El antimodelo podría hallarse en la enseñanza secundaria, plagada de arcaísmos, inútil, rutinaria, aburrida. ¡Qué gigantesca transformación requiere!

Claro que los 40 millones de argentinos no se van a enamorar por la meta de más productividad o competitividad. Por eso, ambos objetivos y todos los demás que reclama la hora deben enmarcarse en el trascendental fin de devolver historia y papel gravitante a nuestro país.

Para que la Argentina retorne al rol monitor es condición sine qua non que combata a la pobreza, eduque, sane, fortalezca la idea de ciudadanía, cumpla con la Constitución y las leyes, brinde seguridad a sus habitantes, federalice, aliente inversiones, dé certidumbre jurídica, construya caminos, ferrocarriles, canales, usinas, viviendas sociales. Y por sobre todo, que sus dirigentes sean paradigmas de patriotismo básico -no digo más que ese- y de honestidad elemental, también así de modesto es el anhelo.

Del encierro se puede salir con sentido práctico de la vida, sustentado por sólidos valores. Quienes poseen fuertemente éstos pueden tener la licencia del pragmatismo, no sé si hasta el alcance que le diera Lula con eso de "en Brasil hasta Cristo llamaría a Judas para hacer una alianza". Porque algo parece incuestionable: no podemos persistir en dar batallas y más batallas y siempre terminar perdiéndolas. Un poco de versatilidad no vendría mal.

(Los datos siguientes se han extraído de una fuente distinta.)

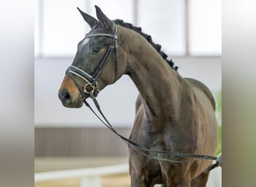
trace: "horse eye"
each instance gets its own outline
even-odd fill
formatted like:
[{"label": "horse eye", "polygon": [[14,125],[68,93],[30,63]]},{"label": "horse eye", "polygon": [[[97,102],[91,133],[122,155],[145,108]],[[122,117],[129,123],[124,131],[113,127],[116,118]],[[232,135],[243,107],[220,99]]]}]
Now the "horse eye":
[{"label": "horse eye", "polygon": [[98,47],[94,47],[93,48],[93,52],[98,52],[100,51],[100,49]]}]

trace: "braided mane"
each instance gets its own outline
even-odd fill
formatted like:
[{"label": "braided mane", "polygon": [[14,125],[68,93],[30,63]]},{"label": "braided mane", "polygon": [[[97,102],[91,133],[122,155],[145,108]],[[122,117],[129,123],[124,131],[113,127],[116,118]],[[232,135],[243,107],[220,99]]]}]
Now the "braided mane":
[{"label": "braided mane", "polygon": [[162,56],[162,58],[169,64],[169,66],[174,69],[175,71],[177,71],[177,67],[174,67],[174,63],[172,61],[172,59],[168,60],[167,59],[168,55],[163,52],[162,51],[161,51],[161,48],[162,46],[159,44],[156,44],[152,41],[152,37],[150,35],[148,35],[147,34],[144,34],[144,32],[142,32],[142,28],[140,27],[135,27],[133,26],[132,24],[131,23],[128,23],[128,22],[124,22],[123,20],[121,19],[115,19],[114,22],[115,24],[118,24],[119,25],[121,25],[123,27],[127,28],[130,28],[136,32],[138,32],[139,34],[141,34],[141,36],[143,36],[155,49],[158,52],[159,54],[160,54],[160,55]]}]

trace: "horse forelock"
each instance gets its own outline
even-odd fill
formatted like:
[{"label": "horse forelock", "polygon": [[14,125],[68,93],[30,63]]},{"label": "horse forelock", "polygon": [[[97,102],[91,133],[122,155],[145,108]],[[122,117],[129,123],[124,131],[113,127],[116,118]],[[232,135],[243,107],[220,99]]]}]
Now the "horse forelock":
[{"label": "horse forelock", "polygon": [[172,61],[172,59],[167,59],[168,55],[161,50],[161,45],[153,43],[151,36],[142,32],[142,28],[141,27],[134,26],[131,23],[124,22],[123,20],[118,19],[115,19],[114,22],[124,28],[132,29],[144,37],[147,40],[147,41],[150,43],[151,46],[157,51],[157,52],[162,56],[162,58],[169,64],[169,66],[174,70],[177,70],[178,67],[177,66],[174,66],[174,63]]}]

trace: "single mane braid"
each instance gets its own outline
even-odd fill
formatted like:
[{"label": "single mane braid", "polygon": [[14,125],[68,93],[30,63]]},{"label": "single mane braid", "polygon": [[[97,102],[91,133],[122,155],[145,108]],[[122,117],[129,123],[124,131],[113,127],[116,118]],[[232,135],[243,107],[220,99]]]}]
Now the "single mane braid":
[{"label": "single mane braid", "polygon": [[138,32],[141,36],[143,36],[152,45],[152,46],[153,46],[156,49],[157,52],[159,54],[160,54],[162,58],[169,64],[169,66],[172,69],[174,69],[175,71],[177,70],[178,67],[174,66],[174,63],[172,61],[172,59],[171,59],[171,60],[167,59],[168,55],[165,52],[161,51],[161,48],[162,48],[161,45],[154,43],[153,42],[153,40],[152,40],[151,36],[148,35],[147,34],[144,34],[144,32],[142,32],[142,28],[141,28],[134,26],[131,23],[124,22],[123,20],[118,19],[115,19],[114,22],[115,24],[118,24],[118,25],[121,25],[123,27],[125,27],[125,28],[130,28],[130,29]]}]

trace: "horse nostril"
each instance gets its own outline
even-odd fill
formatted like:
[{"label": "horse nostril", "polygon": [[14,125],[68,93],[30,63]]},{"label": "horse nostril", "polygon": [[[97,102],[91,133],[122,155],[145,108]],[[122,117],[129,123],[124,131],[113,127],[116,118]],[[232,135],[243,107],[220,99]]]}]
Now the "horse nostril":
[{"label": "horse nostril", "polygon": [[60,91],[58,94],[58,97],[64,104],[70,104],[72,102],[72,96],[67,90]]}]

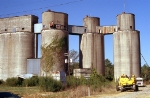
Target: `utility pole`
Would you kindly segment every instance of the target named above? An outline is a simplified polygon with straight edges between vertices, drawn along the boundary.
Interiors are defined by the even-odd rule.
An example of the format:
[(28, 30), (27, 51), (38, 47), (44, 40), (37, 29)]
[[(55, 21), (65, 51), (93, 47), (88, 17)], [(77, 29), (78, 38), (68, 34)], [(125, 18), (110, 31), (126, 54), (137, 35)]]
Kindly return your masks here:
[(69, 64), (70, 64), (70, 57), (69, 57), (69, 53), (64, 53), (64, 56), (67, 57), (67, 59), (65, 59), (65, 63), (68, 63), (68, 75), (70, 76), (70, 68), (69, 68)]

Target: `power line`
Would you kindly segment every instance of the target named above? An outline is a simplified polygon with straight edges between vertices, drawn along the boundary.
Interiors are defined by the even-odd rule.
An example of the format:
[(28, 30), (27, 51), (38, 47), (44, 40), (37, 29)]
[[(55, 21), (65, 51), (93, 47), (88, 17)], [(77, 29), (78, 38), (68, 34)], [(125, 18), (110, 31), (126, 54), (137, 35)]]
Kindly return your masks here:
[(43, 1), (47, 1), (47, 0), (42, 0), (42, 1), (35, 1), (35, 2), (30, 2), (30, 3), (23, 3), (23, 4), (17, 4), (17, 5), (13, 5), (13, 6), (7, 6), (7, 7), (3, 7), (4, 9), (7, 9), (7, 8), (12, 8), (12, 7), (16, 7), (16, 6), (23, 6), (23, 5), (30, 5), (30, 4), (35, 4), (35, 3), (40, 3), (40, 2), (43, 2)]
[(41, 9), (45, 9), (45, 8), (49, 8), (49, 7), (63, 6), (63, 5), (68, 5), (68, 4), (72, 4), (72, 3), (76, 3), (76, 2), (81, 2), (81, 1), (83, 1), (83, 0), (75, 0), (75, 1), (71, 1), (71, 2), (56, 4), (56, 5), (47, 6), (47, 7), (41, 7), (41, 8), (32, 9), (32, 10), (25, 10), (25, 11), (20, 11), (20, 12), (15, 12), (15, 13), (10, 13), (10, 14), (0, 15), (0, 16), (7, 16), (7, 15), (18, 14), (18, 13), (23, 13), (23, 12), (30, 12), (30, 11), (35, 11), (35, 10), (41, 10)]

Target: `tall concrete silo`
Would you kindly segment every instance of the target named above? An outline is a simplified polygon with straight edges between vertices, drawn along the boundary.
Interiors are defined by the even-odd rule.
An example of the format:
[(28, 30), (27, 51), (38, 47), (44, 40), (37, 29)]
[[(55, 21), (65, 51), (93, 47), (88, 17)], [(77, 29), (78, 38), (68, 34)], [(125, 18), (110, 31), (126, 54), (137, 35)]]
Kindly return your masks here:
[(97, 17), (84, 19), (84, 26), (87, 27), (81, 39), (81, 53), (83, 68), (94, 68), (98, 74), (104, 75), (104, 35), (96, 32), (96, 26), (100, 25)]
[[(64, 56), (64, 53), (68, 53), (68, 14), (53, 12), (50, 10), (43, 12), (42, 25), (42, 47), (44, 47), (45, 49), (48, 46), (55, 47), (55, 44), (53, 44), (54, 39), (57, 39), (57, 41), (62, 40), (64, 44), (61, 47), (58, 47), (61, 48), (59, 53), (56, 53), (58, 51), (58, 48), (51, 52), (50, 58), (53, 59), (52, 66), (46, 64), (46, 62), (44, 61), (44, 58), (46, 58), (46, 54), (44, 54), (44, 51), (42, 50), (41, 75), (51, 75), (51, 72), (53, 71), (66, 71), (66, 57)], [(48, 66), (51, 66), (49, 70)]]
[(114, 76), (140, 76), (140, 32), (135, 30), (134, 14), (117, 16), (118, 31), (114, 36)]
[(34, 57), (33, 15), (0, 19), (0, 79), (26, 74), (27, 58)]

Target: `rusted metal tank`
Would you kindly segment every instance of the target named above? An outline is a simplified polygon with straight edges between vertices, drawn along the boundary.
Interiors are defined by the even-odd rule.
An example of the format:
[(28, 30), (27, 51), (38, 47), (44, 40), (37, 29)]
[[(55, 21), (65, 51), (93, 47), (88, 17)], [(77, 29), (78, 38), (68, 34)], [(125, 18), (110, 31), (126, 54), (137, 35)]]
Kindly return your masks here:
[(100, 19), (98, 17), (86, 16), (83, 22), (84, 26), (87, 27), (85, 32), (88, 33), (96, 33), (96, 26), (100, 25)]
[(58, 28), (67, 30), (68, 28), (68, 14), (62, 12), (54, 12), (48, 10), (42, 13), (43, 29)]
[[(51, 26), (51, 22), (53, 22), (53, 26)], [(41, 75), (51, 75), (53, 71), (66, 71), (66, 57), (64, 56), (64, 53), (68, 53), (68, 31), (66, 30), (68, 27), (68, 15), (60, 12), (44, 12), (42, 14), (42, 25), (44, 26), (41, 33), (43, 48), (46, 49), (47, 46), (53, 44), (54, 39), (57, 39), (58, 41), (63, 39), (62, 41), (64, 41), (64, 45), (60, 47), (60, 53), (55, 53), (57, 49), (56, 51), (51, 52), (53, 55), (50, 55), (50, 58), (53, 58), (53, 65), (50, 70), (47, 70), (47, 65), (43, 63), (43, 58), (46, 57), (46, 54), (44, 54), (44, 51), (41, 50), (43, 59), (41, 60)], [(55, 44), (53, 45), (55, 46)]]
[(96, 32), (99, 18), (85, 17), (86, 32), (82, 35), (80, 49), (82, 53), (83, 68), (94, 68), (98, 74), (105, 74), (104, 68), (104, 35)]
[(135, 15), (125, 13), (117, 15), (118, 30), (135, 30)]

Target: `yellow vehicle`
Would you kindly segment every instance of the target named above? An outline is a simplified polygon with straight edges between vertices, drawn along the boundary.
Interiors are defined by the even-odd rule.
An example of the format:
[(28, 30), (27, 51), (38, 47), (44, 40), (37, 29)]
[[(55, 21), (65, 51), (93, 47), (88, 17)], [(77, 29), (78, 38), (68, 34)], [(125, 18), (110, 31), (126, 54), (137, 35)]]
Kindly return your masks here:
[(118, 83), (116, 85), (117, 91), (125, 91), (125, 90), (134, 90), (138, 91), (138, 86), (136, 85), (136, 78), (132, 75), (130, 78), (127, 75), (121, 75), (118, 79)]

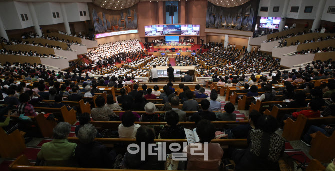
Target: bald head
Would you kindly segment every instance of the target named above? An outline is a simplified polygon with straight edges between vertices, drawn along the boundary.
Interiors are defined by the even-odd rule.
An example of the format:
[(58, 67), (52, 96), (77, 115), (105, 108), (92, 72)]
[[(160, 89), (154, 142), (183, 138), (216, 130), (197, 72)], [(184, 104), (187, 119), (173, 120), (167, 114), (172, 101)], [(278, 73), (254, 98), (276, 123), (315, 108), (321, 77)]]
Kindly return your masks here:
[(180, 104), (180, 102), (178, 97), (176, 96), (171, 98), (171, 106), (172, 106), (172, 108), (178, 108)]

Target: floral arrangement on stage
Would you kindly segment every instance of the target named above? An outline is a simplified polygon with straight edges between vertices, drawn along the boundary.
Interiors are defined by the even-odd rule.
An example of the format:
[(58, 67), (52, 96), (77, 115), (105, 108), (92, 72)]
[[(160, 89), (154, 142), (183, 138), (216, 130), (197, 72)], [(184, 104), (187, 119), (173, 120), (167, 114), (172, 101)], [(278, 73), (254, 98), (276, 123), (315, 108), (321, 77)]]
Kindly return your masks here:
[(156, 46), (158, 47), (164, 47), (164, 46), (192, 46), (192, 44), (190, 43), (188, 44), (180, 44), (178, 42), (170, 42), (168, 44), (157, 44)]

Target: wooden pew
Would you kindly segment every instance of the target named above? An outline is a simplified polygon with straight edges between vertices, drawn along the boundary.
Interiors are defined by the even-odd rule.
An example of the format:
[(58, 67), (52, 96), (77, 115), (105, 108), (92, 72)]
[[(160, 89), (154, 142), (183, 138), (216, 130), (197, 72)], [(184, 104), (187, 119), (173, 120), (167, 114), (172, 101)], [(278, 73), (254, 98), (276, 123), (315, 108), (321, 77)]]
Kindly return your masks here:
[[(334, 122), (333, 122), (333, 124)], [(335, 158), (335, 134), (328, 137), (318, 132), (312, 139), (310, 154), (322, 162), (328, 163)]]
[[(275, 98), (275, 100), (278, 100), (282, 97), (282, 96), (276, 96)], [(247, 97), (246, 96), (244, 96), (243, 98), (240, 98), (238, 100), (238, 110), (245, 110), (246, 108), (248, 106), (250, 106), (250, 110), (251, 110), (251, 105), (254, 104), (252, 103), (252, 102), (254, 102), (255, 100), (255, 98), (254, 97)], [(256, 102), (257, 104), (257, 102)], [(262, 105), (262, 104), (261, 104)], [(258, 106), (256, 107), (258, 108)], [(262, 106), (261, 106), (262, 108)], [(271, 106), (270, 106), (271, 108)], [(258, 110), (258, 108), (256, 108), (257, 110)]]
[(260, 100), (258, 100), (256, 104), (252, 103), (251, 104), (250, 106), (250, 112), (256, 110), (259, 112), (263, 112), (266, 109), (272, 108), (272, 104), (282, 104), (283, 103), (282, 101), (262, 102)]
[[(95, 99), (94, 99), (94, 102), (95, 102)], [(95, 102), (94, 102), (95, 104)], [(118, 105), (120, 106), (120, 108), (122, 108), (122, 104), (118, 104)], [(156, 106), (156, 108), (158, 108), (158, 110), (160, 110), (164, 106), (164, 104), (155, 104), (155, 106)], [(199, 106), (201, 108), (201, 104), (199, 104)], [(179, 109), (180, 110), (182, 110), (182, 104), (180, 104), (179, 106)], [(114, 112), (116, 112), (117, 111), (114, 111)]]
[(325, 170), (326, 167), (320, 162), (315, 159), (310, 161), (306, 169), (306, 171), (324, 171)]
[(298, 140), (311, 126), (334, 124), (335, 117), (308, 118), (300, 114), (296, 121), (293, 121), (290, 118), (286, 120), (282, 137), (288, 140)]
[[(158, 106), (158, 107), (157, 106), (156, 106), (156, 108), (160, 108), (160, 108), (162, 108), (162, 104), (156, 104), (156, 105), (160, 105), (160, 106)], [(180, 106), (179, 108), (180, 109)], [(124, 112), (124, 111), (114, 111), (114, 112), (118, 116), (120, 116), (120, 114), (123, 113)], [(134, 112), (138, 113), (138, 115), (140, 115), (140, 116), (142, 116), (142, 114), (146, 114), (145, 112)], [(192, 116), (194, 114), (195, 114), (198, 112), (186, 112), (186, 117), (189, 117)], [(154, 113), (156, 114), (165, 114), (166, 112), (156, 112)]]
[(274, 118), (276, 118), (278, 120), (280, 120), (280, 119), (282, 118), (285, 114), (290, 114), (308, 109), (308, 108), (280, 108), (278, 106), (274, 106), (272, 108), (272, 111), (271, 112), (270, 112), (268, 109), (266, 110), (264, 112), (264, 114), (270, 115), (274, 117)]
[(24, 138), (16, 130), (8, 135), (0, 127), (0, 156), (2, 158), (16, 158), (24, 149)]
[[(274, 87), (272, 89), (276, 90), (279, 89), (281, 88), (284, 87), (282, 84), (277, 84), (272, 85)], [(262, 88), (261, 85), (258, 85), (257, 86), (258, 88)], [(240, 90), (238, 90), (240, 89)], [(227, 88), (226, 89), (226, 100), (229, 101), (230, 96), (232, 93), (235, 94), (236, 92), (240, 93), (242, 90), (246, 90), (244, 86), (230, 86)]]
[[(69, 137), (68, 142), (79, 144), (79, 139), (78, 138)], [(114, 144), (116, 143), (124, 143), (126, 144), (136, 143), (136, 139), (122, 139), (122, 138), (96, 138), (95, 141), (101, 142), (104, 145), (108, 147), (114, 146)], [(187, 142), (187, 140), (162, 140), (155, 139), (154, 142), (166, 142), (168, 146), (172, 143), (178, 143), (182, 144), (182, 143)], [(246, 139), (220, 139), (213, 140), (212, 143), (218, 143), (221, 145), (222, 148), (227, 148), (228, 146), (236, 148), (247, 148), (248, 143)], [(112, 146), (111, 146), (112, 145)]]
[[(49, 104), (54, 104), (56, 102), (54, 100), (44, 100), (42, 101), (42, 102), (47, 102)], [(85, 104), (85, 102), (84, 102), (84, 100), (81, 100), (79, 102), (68, 102), (68, 101), (62, 101), (62, 102), (63, 104), (66, 104), (70, 106), (77, 106), (78, 108), (80, 108), (80, 111), (82, 111), (82, 113), (85, 113), (87, 112), (90, 114), (90, 106), (91, 105), (89, 103), (87, 103)]]
[[(201, 102), (205, 100), (206, 98), (194, 98), (194, 100), (196, 100), (198, 104), (200, 104)], [(158, 102), (160, 104), (163, 104), (163, 100), (162, 98), (157, 98), (157, 99), (147, 99), (146, 100), (149, 102)]]
[(38, 108), (34, 107), (35, 111), (41, 112), (44, 112), (46, 114), (52, 114), (56, 118), (64, 120), (64, 122), (68, 122), (70, 124), (74, 124), (77, 122), (76, 111), (74, 109), (71, 110), (68, 110), (68, 108), (66, 106), (62, 106), (60, 108)]
[[(57, 125), (56, 121), (47, 120), (44, 114), (40, 114), (36, 117), (29, 117), (32, 120), (32, 125), (36, 125), (38, 128), (41, 134), (44, 138), (52, 138), (54, 135), (54, 128)], [(10, 116), (11, 122), (15, 123), (22, 122), (19, 119), (19, 116)]]
[[(2, 105), (7, 106), (7, 105)], [(44, 112), (46, 114), (52, 114), (58, 120), (68, 122), (70, 124), (74, 124), (77, 122), (76, 111), (74, 109), (72, 109), (70, 111), (68, 110), (68, 108), (66, 106), (62, 106), (60, 108), (48, 108), (34, 107), (36, 112), (40, 113)]]
[[(192, 130), (196, 128), (194, 122), (180, 122), (184, 128)], [(236, 126), (246, 124), (249, 123), (248, 121), (228, 121), (228, 122), (212, 122), (212, 124), (216, 128), (232, 128)], [(104, 129), (111, 129), (118, 130), (118, 126), (122, 124), (122, 122), (106, 122), (106, 121), (92, 121), (90, 124), (96, 127), (101, 127)], [(166, 124), (166, 122), (136, 122), (135, 124), (140, 126), (161, 126)]]
[(210, 85), (212, 84), (212, 83), (213, 83), (213, 82), (206, 82), (206, 88), (208, 88), (210, 86)]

Un Estado que sepa vigilar y hasta apretar las clavijas, pero que sea estimulante de la iniciativa y del funcionamiento del mercado. ¿Será tan difícil ubicar el punto de equilibrio ? ¿Habrá que llamar a los chinos para que nos aleccionen? Me niego a que en el seno de este pueblo no dispongamos del reservorio para lograrlo.